2020 smartphone model

The Honor 9C is an Android smartphone developed by the Huawei sub-brand Honor, which features a 48 MP camera at a relatively low price point. It was introduced on April 29, 2020, in Russia alongside the Honor 9A and Honor 9S. Also, sales start on May 4, 2020.

Additionally, the Honor Play 3 was introduced for China on September 4, 2019, alongside the Honor 20S; it mainly differs from the Honor 9C in its processor and the lack of a fingerprint scanner.

== Specifications ==

=== Design ===
The screen is made of glass. The back panel is made of glossy plastic, while the side frame is matte.

The smartphones are identical in dimensions. In terms of design, the Honor Play 3 differs from the 9C by the absence of a fingerprint scanner and a V-shaped reflection pattern, whereas the 9C features a pixel-beam reflection effect.

Located at the bottom are the microUSB port, speaker, microphone, and 3.5 mm audio jack. A second microphone is located at the top. The left side houses a slot for two SIM cards and a microSD card up to 512 GB on the 9C, while the Play 3 features a hybrid slot for either two SIM cards or one SIM card and a microSD card. The volume buttons and the power button are located on the right side.

The Honor 9C was sold in Midnight Black and Aurora Blue.

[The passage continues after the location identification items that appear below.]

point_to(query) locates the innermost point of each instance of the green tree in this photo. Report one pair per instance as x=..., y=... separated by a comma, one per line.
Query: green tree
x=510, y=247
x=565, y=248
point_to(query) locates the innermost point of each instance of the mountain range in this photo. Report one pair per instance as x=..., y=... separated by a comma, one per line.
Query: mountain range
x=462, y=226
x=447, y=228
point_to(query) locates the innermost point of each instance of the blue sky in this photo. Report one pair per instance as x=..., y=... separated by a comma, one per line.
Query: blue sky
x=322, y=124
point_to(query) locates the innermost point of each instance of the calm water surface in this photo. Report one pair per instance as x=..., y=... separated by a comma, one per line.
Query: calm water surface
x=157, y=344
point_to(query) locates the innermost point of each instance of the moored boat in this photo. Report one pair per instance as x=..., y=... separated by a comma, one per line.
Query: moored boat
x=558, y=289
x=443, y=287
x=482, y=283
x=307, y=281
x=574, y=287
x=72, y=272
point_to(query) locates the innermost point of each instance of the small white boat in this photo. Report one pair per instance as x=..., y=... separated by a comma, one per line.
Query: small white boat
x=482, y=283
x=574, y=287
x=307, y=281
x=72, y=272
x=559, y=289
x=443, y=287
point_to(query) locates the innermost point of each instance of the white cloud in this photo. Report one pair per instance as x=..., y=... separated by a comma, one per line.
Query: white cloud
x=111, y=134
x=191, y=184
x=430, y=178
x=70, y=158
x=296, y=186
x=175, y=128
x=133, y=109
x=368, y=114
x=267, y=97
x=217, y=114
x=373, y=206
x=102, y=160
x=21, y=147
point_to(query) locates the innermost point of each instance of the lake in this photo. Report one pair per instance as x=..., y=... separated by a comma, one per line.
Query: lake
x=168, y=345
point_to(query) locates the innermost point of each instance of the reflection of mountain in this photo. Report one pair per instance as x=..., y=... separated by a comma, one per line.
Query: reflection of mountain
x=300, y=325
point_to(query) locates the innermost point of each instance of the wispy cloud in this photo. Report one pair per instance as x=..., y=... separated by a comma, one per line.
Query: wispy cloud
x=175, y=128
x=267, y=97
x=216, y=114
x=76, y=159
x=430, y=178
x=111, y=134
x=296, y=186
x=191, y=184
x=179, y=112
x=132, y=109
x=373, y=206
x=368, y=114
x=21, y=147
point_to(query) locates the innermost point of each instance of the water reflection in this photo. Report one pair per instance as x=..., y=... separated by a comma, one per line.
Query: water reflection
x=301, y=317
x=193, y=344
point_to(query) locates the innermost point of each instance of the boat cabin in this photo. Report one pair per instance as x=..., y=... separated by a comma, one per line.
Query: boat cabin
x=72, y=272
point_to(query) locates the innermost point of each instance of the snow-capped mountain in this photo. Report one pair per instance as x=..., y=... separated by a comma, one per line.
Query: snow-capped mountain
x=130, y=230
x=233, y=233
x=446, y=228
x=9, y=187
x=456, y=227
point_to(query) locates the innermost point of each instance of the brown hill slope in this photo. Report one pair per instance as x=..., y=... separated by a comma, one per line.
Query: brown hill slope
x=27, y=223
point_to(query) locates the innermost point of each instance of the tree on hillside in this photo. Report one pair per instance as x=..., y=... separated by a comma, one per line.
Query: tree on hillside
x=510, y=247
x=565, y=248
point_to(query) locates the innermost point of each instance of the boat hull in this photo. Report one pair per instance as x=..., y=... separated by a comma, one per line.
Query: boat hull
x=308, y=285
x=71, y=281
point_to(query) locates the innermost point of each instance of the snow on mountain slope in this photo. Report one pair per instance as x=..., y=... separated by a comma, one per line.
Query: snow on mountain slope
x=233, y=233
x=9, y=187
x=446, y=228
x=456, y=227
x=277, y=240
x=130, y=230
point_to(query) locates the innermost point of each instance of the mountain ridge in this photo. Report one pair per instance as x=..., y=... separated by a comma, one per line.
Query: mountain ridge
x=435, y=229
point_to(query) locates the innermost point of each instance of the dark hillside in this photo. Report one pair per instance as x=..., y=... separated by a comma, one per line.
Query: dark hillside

The Honor Play 3 was sold in three colors: Magic Night Black, Aurora Blue, and Charm Red.

=== Processor ===
The Honor 9C features a HiSilicon Kirin 710A processor manufactured using a 14 nm process, while the Play 3 uses the Kirin 710F manufactured on a 12 nm process. Both processors are paired with a Mali-G51 MP4 GPU.

=== Battery ===
The battery is lithium polymer and has a capacity of 4000 mAh with 10W standard charging.

=== Cameras ===
The smartphone features a triple rear camera setup: 48 MP, f/1.8 (wide-angle) with phase-detection autofocus + 8 MP, f/2.4 (ultrawide) + 2 MP, f/2.4 (depth sensor). The front camera has a resolution of 8 MP and an aperture of f/2.0 (wide-angle). Both the main and front cameras can record video at 1080p@30fps.

=== Display ===
The display is an IPS LCD, 6.39", HD+ (1560 × 720) with a pixel density of 269 ppi, a 19.5:9 aspect ratio, and a circular cutout for the front camera located in the top-left corner.

=== Storage ===
The Honor 9C was sold in a 4/64 GB configuration,

while the Honor Play 3 was sold in 4/64, 4/128, and 6/128 GB configurations.

=== Software ===
The Honor 9C runs on Magic UI 3.1 based on Android 10 without Google Play Services. Huawei's AppGallery is used for installing applications.

The Honor Play 3 was released with EMUI 9.1 based on Android 9 Pie without Google Play Services. It was later updated to HarmonyOS 2.0.